Deep learning-based ecological analysis of camera trap images is impacted by training data quality and quantity

Peggy A. Bevan,Omiros Pantazis,Holly Pringle,Guilherme Braga Ferreira,Daniel J. Ingram,Emily Madsen,Liam Thomas,Dol Raj Thanet,Thakur Silwal,Santosh Rayamajhi,Gabriel Brostow,Oisin Mac Aodha,Kate E. Jones

from arxiv, Peggy A. Bevan, Omiros Pantazis: equally contributing authors. Published in Remote Sensing in Ecology and Conservation

Large image collections generated from camera traps offer valuable insights into species richness, occupancy, and activity patterns, significantly aiding biodiversity monitoring. However, the manual processing of these datasets is time-consuming, hindering analytical processes. To address this, deep neural networks have been widely adopted to automate image labelling, but the impact of classification error on key ecological metrics remains unclear. Here, we analyse data from camera trap collections in an African savannah (82,300 labelled images, 47 species) and an Asian sub-tropical dry forest (40,308 labelled images, 29 species) to compare ecological metrics derived from expert-generated species identifications with those generated by deep learning classification models. We specifically assess the impact of deep learning model architecture, proportion of label noise in the training data, and the size of the training dataset on three key ecological metrics: species richness, occupancy, and activity patterns. We found that predictions of species richness derived from deep neural networks closely match those calculated from expert labels and remained resilient to up to 10% noise in the training dataset (mis-labelled images) and a 50% reduction in the training dataset size. We found that our choice of deep learning model architecture (ResNet vs ConvNext-T) or depth (ResNet18, 50, 101) did not impact predicted ecological metrics. In contrast, species-specific metrics were more sensitive; less common and visually similar species were disproportionately affected by a reduction in deep neural network accuracy, with consequences for occupancy and diel activity pattern estimates. To ensure the reliability of their findings, practitioners should prioritize creating large, clean training sets and account for class imbalance across species over exploring numerous deep learning model architectures.

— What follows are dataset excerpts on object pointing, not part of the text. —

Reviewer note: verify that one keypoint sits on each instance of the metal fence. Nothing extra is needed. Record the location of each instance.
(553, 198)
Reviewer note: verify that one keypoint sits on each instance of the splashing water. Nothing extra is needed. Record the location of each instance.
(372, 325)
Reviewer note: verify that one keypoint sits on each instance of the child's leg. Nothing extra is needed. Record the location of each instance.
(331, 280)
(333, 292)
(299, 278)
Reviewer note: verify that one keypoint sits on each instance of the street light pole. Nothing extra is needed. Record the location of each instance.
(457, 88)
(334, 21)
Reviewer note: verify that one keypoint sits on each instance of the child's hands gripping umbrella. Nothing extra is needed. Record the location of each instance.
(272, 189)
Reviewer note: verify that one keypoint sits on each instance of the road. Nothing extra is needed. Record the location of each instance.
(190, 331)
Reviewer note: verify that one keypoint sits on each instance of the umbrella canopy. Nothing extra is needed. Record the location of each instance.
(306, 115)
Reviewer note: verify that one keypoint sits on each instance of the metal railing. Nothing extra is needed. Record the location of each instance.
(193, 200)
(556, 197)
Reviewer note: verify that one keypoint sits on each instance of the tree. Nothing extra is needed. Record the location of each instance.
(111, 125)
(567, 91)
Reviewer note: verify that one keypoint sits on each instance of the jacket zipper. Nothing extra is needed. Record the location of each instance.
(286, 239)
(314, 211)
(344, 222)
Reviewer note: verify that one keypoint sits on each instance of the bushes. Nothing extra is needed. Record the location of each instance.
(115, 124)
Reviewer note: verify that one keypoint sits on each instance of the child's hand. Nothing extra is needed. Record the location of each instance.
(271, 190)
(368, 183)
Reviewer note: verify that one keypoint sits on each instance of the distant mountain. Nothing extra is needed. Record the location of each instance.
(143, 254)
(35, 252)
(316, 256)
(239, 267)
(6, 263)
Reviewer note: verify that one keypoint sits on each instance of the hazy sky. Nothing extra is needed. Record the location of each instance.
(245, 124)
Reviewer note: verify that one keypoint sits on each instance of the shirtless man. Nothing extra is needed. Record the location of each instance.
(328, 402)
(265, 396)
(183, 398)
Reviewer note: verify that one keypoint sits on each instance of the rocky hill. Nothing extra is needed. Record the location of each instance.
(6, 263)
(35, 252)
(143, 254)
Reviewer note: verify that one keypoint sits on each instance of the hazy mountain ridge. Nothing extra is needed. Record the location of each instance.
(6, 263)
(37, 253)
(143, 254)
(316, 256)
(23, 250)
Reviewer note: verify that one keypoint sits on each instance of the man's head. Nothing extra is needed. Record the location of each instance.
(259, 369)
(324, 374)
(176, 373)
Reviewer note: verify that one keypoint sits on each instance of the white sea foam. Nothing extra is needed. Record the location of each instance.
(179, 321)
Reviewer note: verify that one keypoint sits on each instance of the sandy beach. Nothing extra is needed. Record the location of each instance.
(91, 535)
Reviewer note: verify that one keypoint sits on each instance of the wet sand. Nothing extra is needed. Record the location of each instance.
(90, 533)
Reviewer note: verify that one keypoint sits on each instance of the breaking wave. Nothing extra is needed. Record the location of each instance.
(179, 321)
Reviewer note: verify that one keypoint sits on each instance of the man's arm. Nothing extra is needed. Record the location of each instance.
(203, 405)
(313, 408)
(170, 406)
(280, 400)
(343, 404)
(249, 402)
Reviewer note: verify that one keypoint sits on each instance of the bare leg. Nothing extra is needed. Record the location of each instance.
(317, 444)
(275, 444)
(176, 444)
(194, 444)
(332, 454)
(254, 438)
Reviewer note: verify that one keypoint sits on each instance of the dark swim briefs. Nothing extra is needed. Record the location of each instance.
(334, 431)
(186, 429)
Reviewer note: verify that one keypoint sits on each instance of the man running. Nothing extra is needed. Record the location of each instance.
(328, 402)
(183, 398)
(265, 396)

翻译：相机陷阱产生的大规模图像集为物种丰富度、占据率和活动模式提供了宝贵洞见，极大地促进了生物多样性监测。然而，这些数据集的人工处理耗时费力，阻碍了分析流程。为此，深度神经网络已被广泛采用以实现图像标注自动化，但分类误差对关键生态指标的影响仍不明确。本研究分析了非洲热带草原（82,300张标注图像，47个物种）和亚洲亚热带干燥森林（40,308张标注图像，29个物种）的相机陷阱数据集，比较了基于专家物种鉴定与基于深度学习分类模型生成的生态指标。我们重点评估了深度学习模型架构、训练数据中标签噪声的比例以及训练数据集规模对三个关键生态指标的影响：物种丰富度、占据率和活动模式。研究发现，深度神经网络预测的物种丰富度与基于专家标签计算的结果高度吻合，并且在训练数据集中存在高达10%的噪声（误标图像）以及训练数据集规模减少50%的情况下仍保持稳健。我们发现深度学习模型架构的选择（ResNet与ConvNext-T）或深度（ResNet18、50、101）不影响预测的生态指标。相比之下，物种特异性指标更为敏感：较不常见和视觉相似的物种会因深度神经网络准确性的下降而受到不成比例的影响，进而影响占据率和昼夜活动模式的估计。为确保研究结果的可靠性，实践者应优先创建大规模、高质量的训练集，并考虑物种间的类别不平衡问题，而非过度探索多种深度学习模型架构。